Entrevista com Zilah Ramires Ferreira, autora de “O menino azul e a família colorida”

Sao Paulo, SP, Brasil. (Foto: Maria do Carmo)

A Equipe da Editora Contracorrente preparou uma entrevista especial com Zilah Ramires Ferreira, a autora do primeiro livro infantil do selo Do Contra: O menino azul e a família colorida.

Confira abaixo um pouco mais sobre esse lançamento, que já está em pré-venda no nosso site através deste link.

1 – Zilah, O menino azul e a família colorida é seu primeiro livro ? Conte-nos um pouco sobre sua história.

É meu primeiro livro infantil, meu filho-livro único, por enquanto, e como todo filho é impossível não ter orgulho dele.

O livro nasceu da minha necessidade de recontar para o Caio a nossa história e como os autistas precisam de recursos concretos, achei que um livro com ilustrações seria um  recurso ideal. Enfim, a estória nasceu da nossa história e se tornou uma forma de contar e recontar tudo de bom ou difícil que nos aconteceu de uma maneira resumida, lúdica e positiva.

2 – Você pode nos falar sobre a experiência de escrever um livro infantil? Quais foram os principais desafios desse trabalho?

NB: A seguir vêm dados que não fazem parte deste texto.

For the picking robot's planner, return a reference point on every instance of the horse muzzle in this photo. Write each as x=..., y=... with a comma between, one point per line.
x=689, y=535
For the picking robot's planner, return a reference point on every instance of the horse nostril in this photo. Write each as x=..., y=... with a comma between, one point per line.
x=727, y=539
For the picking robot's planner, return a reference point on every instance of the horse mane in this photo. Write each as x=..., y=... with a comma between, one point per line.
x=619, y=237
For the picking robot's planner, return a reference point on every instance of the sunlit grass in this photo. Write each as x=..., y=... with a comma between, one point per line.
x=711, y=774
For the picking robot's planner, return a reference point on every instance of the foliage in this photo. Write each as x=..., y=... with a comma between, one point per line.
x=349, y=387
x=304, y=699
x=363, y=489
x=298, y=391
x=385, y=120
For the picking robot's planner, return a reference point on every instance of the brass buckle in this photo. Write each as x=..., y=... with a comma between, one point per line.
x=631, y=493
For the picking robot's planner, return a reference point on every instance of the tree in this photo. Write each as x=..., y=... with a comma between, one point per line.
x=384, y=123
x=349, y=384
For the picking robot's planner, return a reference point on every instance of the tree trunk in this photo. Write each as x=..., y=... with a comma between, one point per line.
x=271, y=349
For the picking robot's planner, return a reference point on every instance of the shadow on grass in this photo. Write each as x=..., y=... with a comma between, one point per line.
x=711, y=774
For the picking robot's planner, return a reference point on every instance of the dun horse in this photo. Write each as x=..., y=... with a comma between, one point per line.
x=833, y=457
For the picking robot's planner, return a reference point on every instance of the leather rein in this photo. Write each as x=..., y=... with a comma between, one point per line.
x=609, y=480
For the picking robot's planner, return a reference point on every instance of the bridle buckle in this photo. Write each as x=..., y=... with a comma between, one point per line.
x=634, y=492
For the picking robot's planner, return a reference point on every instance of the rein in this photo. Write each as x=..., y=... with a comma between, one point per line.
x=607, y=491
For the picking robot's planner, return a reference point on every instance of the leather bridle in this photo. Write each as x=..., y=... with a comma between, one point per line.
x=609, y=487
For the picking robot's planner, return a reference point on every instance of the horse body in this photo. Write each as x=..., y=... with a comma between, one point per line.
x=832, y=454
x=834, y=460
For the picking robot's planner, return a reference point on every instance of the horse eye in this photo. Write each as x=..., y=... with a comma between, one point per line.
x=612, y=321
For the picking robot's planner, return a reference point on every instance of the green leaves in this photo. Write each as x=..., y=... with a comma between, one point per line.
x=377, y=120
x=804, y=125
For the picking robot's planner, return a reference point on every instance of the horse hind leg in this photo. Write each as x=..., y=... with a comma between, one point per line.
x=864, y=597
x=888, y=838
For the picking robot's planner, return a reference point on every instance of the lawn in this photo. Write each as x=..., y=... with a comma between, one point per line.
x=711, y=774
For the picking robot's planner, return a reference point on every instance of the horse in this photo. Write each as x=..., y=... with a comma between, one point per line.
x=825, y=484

Ele não nasceu livro e sim como um recurso de comunicação entre mãe e filho. Tive a grata surpresa de descobrir que esse recurso podia ser aproveitado por outras famílias, que viveram, vivem ou viverão essa mesma história e podem contar com um final feliz, não como resultado, mas como aceitação, pois nos tornamos perfeitos um para o outro.

Sou sinceramente mais feliz depois que me tornei mãe do Caio e da Duda e isso não significa que temos uma vida fácil, sem altos e baixos.

3 – Sabemos que o livro é muito pessoal, que tem muito da sua experiência. Agora sua mensagem vai chegar a mais famílias e ser conhecida por muitas crianças. Qual o sentimento e as expectativas sobre esse momento da sua carreira?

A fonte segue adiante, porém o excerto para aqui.